Nach 100 Tagen Schwarz-Rot hagelt es von der Opposition Kritik. In der Koalition selbst sieht man noch "Luft nach oben". Das Resümee von Kanzler Merz: Es sei bereits einiges auf den Weg gebracht worden, aber noch "viel zu tun."
Nach den ersten 100 Tagen im Amt hat Bundeskanzler Friedrich Merz (CDU) in einem Video eine Bilanz gezogen. Auf der Online-Plattform X sprach er von einem "Politikwechsel", der eingeläutet sei. "Deutschland ist wieder verlässlicher Partner in Europa und weltweit", erklärte Merz . "Wir haben die Wirtschaftswende eingeleitet und die Migrationspolitik der vergangenen Jahre korrigiert. Der Anfang ist gemacht." Es bleibe aber "noch viel zu tun", sagte der Kanzler.
"100 Tage sind wir an der Arbeit, um die Lebensbedingungen für die Menschen in Deutschland zu verbessern", sagte Merz in der Video-Botschaft. "Wir haben einiges auf den Weg gebracht. In Deutschland wird wieder investiert. Die Stimmung in der Wirtschaft wird langsam besser."
Deutschland müsse ein "modernes Industrieland" bleiben
Die Bundesregierung habe dafür gesorgt, "dass die Investitionsbedingungen für die Unternehmen wieder besser werden". Ziel müsse es sein, dass Deutschland ein "modernes Industrieland" bleibe, sagte Merz weiter. "Wir kämpfen darum, dass die Industrie in Deutschland, auch die moderne Industrie, zusammen mit KI, und vielen anderen modernen Entwicklungen einen Standort hat." Merz verwies dabei auf Konkurrenz aus dem Ausland. "Die Welt schläft nicht", sagte er. "Wir müssen Schritt halten - auch mit Forschung, Entwicklung, mit wirklich gut bezahlten hochqualifizierten Arbeitsplätzen."
Bei Brücken, Straßen, Infrastruktur hole Deutschland nun gleichzeitig "etwas nach, was wir eigentlich alle in den letzten Jahrzehnten längst hätten machen müssen", sagte Merz offenbar mit Blick auf das 500 Milliarden Euro schwere Sondervermögen für Infrastruktur und Klimaschutz. Auch bei Verteidigung investiere Deutschland nun "in die Bundeswehr so viel wie nie zuvor".

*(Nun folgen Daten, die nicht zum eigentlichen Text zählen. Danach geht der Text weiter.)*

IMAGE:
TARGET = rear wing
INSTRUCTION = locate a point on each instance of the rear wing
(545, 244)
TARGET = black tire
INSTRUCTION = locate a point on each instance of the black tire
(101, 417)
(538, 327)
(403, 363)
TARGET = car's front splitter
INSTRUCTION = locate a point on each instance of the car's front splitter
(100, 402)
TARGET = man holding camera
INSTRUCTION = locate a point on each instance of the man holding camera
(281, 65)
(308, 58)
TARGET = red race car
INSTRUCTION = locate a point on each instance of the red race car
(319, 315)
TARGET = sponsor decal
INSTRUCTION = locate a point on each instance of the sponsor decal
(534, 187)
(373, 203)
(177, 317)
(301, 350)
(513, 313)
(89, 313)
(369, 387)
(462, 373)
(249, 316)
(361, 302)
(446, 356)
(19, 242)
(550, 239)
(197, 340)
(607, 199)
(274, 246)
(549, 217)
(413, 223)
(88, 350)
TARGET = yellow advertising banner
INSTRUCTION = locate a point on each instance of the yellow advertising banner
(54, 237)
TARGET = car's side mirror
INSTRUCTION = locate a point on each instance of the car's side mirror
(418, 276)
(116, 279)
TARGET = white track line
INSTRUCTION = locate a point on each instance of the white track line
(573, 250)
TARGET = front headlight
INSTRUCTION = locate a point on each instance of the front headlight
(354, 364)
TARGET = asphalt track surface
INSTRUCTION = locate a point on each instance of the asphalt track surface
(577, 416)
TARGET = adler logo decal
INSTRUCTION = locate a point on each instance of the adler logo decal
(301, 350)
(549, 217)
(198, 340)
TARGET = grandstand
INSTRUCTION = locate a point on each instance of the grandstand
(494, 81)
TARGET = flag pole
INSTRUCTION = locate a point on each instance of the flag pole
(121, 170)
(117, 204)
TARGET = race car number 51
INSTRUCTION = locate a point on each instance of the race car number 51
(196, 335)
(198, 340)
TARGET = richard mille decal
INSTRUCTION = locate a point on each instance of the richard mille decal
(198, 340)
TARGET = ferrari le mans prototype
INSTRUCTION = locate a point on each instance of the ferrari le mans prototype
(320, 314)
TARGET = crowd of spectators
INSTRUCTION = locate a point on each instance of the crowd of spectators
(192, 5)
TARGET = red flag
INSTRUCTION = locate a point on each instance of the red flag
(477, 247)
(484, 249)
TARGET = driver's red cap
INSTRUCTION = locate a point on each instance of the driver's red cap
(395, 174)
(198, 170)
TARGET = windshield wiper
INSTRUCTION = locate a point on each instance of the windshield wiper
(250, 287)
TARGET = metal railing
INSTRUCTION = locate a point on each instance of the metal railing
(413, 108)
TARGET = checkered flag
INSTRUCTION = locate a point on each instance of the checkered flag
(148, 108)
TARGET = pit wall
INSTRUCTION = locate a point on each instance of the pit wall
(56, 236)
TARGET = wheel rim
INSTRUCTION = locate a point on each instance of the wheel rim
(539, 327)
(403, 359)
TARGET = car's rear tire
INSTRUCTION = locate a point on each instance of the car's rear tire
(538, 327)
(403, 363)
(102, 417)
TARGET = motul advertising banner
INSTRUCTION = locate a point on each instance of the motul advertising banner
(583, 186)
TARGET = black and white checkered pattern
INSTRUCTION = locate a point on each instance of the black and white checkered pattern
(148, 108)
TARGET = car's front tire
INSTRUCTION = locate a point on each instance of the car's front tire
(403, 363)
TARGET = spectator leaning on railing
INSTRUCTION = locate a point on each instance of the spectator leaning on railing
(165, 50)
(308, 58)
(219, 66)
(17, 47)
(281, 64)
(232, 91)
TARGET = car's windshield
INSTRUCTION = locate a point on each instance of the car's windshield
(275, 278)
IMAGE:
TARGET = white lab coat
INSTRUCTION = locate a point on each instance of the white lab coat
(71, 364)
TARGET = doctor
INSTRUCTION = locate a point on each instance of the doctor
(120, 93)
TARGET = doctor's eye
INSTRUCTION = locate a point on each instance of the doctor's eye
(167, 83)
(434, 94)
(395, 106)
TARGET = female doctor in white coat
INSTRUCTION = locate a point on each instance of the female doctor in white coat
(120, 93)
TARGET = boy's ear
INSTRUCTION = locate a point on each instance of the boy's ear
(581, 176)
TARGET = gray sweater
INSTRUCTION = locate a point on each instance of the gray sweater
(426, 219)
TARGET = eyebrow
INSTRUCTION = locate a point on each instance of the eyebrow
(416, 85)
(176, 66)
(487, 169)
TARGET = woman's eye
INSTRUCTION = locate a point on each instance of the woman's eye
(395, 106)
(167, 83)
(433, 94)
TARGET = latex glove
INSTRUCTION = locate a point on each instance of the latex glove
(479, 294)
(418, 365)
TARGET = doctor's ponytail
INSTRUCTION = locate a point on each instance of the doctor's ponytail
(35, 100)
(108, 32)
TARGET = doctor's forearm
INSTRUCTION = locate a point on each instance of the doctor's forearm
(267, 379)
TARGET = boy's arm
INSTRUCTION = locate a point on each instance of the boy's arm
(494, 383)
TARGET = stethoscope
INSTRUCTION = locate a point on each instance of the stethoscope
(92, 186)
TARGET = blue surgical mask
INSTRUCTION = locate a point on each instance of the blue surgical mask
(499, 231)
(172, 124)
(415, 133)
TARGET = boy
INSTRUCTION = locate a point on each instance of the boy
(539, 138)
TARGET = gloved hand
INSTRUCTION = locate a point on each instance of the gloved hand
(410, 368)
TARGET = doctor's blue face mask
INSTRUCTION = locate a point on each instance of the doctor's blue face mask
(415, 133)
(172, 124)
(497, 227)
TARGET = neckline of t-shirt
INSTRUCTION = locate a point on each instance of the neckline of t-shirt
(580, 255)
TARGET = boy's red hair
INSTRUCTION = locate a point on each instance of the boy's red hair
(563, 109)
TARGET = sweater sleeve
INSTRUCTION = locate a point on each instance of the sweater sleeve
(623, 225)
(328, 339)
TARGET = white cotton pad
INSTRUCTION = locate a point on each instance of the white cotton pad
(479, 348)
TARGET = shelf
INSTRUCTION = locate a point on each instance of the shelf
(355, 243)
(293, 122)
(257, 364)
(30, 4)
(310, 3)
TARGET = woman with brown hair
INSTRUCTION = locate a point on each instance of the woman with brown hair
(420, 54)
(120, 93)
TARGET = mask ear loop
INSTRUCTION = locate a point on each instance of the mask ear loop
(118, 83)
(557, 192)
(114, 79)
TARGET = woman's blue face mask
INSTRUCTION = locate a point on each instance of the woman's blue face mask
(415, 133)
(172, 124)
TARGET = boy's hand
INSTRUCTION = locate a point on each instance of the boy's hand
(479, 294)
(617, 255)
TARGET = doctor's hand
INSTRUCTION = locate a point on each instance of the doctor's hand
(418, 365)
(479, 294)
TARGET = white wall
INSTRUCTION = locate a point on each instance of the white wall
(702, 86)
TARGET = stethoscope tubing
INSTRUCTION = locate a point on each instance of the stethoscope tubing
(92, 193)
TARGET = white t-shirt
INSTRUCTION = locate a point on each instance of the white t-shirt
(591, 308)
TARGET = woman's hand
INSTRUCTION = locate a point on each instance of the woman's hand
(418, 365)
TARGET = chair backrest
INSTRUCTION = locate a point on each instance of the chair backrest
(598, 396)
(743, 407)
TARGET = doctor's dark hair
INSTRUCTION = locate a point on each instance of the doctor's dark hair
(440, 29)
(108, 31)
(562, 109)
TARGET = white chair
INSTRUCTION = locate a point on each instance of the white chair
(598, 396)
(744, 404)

Rufe nach Zusammenhalt aus der Koalition
Gestern hatte es 100 Tage nach dem Start der Regierung Kritik von Opposition und Verbänden gegeben. Innerhalb der Regierung forderten einige Koalitionäre eine bessere Kooperation. So räumte Unionsfraktionschef Jens Spahn Probleme bei der Kommunikation ein. Da sei noch "Luft nach oben", sagte er am Mittwoch im ARD-Morgenmagazin. Die Koalitionäre müssten künftig pragmatischer werden und wissen, was man einander zumuten könne.
Auch SPD-Fraktionschef Matthias Miersch forderte, Probleme in der Zusammenarbeit schnell abzustellen. "Jenseits der zentralen Inhalte und gemeinsamen Ziele hat es an der einen oder anderen Stelle in der Zusammenarbeit nicht gut funktioniert. In der öffentlichen Wahrnehmung überlagert dies zu oft die inhaltlichen Erfolge. Das muss sich unbedingt ändern."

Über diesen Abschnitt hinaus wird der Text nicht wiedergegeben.